Brownsville police: Don’t fall victim to ‘virtual kidnapping’

(Source: Pixabay/MGN Online)

The Brownsville Police Department is warning residents to not fall victim to “virtual kidnapping.”

Police said a Brownsville family recently fell victim to the common phone scam.

In the scam that was reported to police, the suspect’s audio recorded the target family member while extorting money from them claiming they had a second target in their custody. The suspects would use the voice recording of target 1 to trick the second family member into believing their first target was being held captive.

Police say whether it is a “virtual kidnapping” scam or the “relative” claiming they need bail money, be very careful, hang up and call the alleged family member to make sure they’re okay and never wire money to anyone you don’t know.

Here are some tips you can follow from police and the FBI:

“Virtual kidnapping takes on many forms, it is always an extortion scheme – one that tricks victims into paying a ransom to free a loved one they believe is being threatened with violence or death,”.

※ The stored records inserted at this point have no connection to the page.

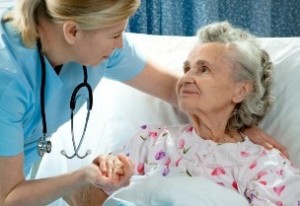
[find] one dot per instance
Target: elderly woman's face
(208, 84)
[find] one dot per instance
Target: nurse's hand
(258, 136)
(110, 172)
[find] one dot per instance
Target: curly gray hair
(251, 63)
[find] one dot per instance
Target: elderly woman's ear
(241, 91)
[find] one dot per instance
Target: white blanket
(176, 190)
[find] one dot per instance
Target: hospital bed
(119, 110)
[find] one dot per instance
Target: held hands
(257, 136)
(110, 172)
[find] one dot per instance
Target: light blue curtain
(265, 18)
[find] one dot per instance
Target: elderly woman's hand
(111, 172)
(257, 136)
(107, 172)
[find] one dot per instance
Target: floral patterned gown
(264, 177)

Police said the calls are random and could come at any point, day or night. The caller will usually say they’ve kidnapped a relative and wants money wired over in exchange for their release. Through social media, they can even identify the relative by name, making the call even more credible.

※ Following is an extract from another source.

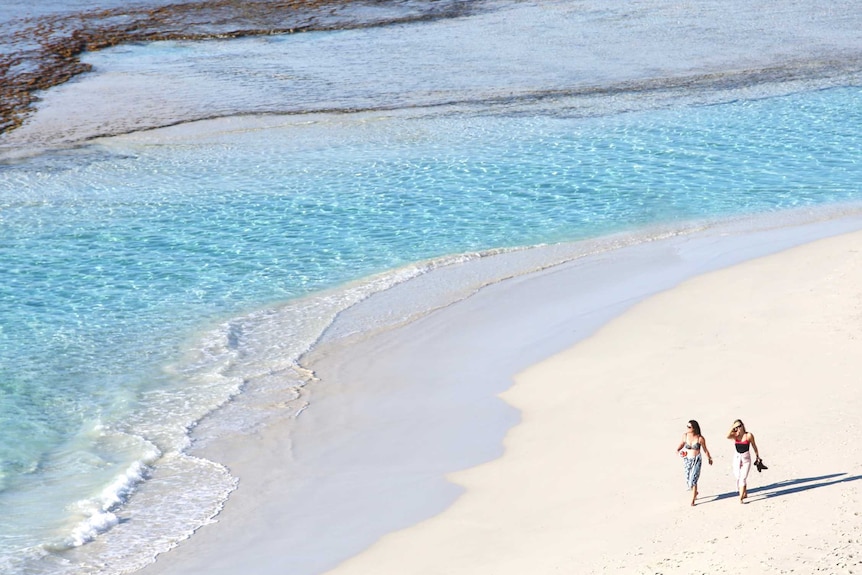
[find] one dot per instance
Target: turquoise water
(146, 281)
(123, 262)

To avoid becoming a victim, the FBI said, people should be aware of the following:

  • Callers go to great lengths to keep you on the phone, insisting you remain on the line.
  • Calls do not come from the supposed victim’s phone.
  • Callers try to prevent you from contacting the “kidnapped” victim.
  • Calls include demands for ransom money to be paid via wire transfer to Mexico; ransom amount demands may drop quickly.

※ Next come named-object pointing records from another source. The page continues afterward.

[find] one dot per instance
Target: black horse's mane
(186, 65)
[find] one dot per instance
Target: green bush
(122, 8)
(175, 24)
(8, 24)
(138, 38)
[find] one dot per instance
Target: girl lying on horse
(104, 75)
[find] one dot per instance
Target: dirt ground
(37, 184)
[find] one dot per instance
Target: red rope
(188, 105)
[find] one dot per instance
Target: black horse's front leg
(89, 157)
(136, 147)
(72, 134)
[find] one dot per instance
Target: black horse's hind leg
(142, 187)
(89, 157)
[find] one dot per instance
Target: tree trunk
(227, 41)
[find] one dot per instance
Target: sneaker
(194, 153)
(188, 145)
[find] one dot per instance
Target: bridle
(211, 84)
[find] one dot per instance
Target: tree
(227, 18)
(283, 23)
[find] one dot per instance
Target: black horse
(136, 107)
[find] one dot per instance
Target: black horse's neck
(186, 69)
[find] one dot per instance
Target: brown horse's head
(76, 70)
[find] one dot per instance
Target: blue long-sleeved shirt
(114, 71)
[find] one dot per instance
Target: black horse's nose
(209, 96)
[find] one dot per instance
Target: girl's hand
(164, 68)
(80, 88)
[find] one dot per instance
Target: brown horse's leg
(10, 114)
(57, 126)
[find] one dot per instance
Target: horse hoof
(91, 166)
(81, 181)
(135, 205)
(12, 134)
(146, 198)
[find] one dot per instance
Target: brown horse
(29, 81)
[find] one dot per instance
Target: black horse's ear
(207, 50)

If you receive a call from someone demanding a ransom for an alleged kidnap victim, the FBI says, consider the following:

  • In most cases, the best course of action is to hang up the phone.
  • If you do engage the caller, don’t call out your loved one’s name.
  • Try to slow the situation down. Ask to speak to your family member directly. Ask, “How do I know my loved one is OK?”
  • Ask questions only the alleged kidnap victim would know, such as the name of a pet. Avoid sharing information about yourself or your family.
  • Listen carefully to the voice of the alleged victim if the person speaks.
  • Attempt to contact the alleged victim via phone, text, or social media, and ask the person to call back from their cell phone.
  • To buy time, repeat the caller’s request and tell the person you are writing down the demand, or tell the caller you need time to get things moving.
  • Don’t agree to pay a ransom, by wire or in person. Delivering money in person can be dangerous.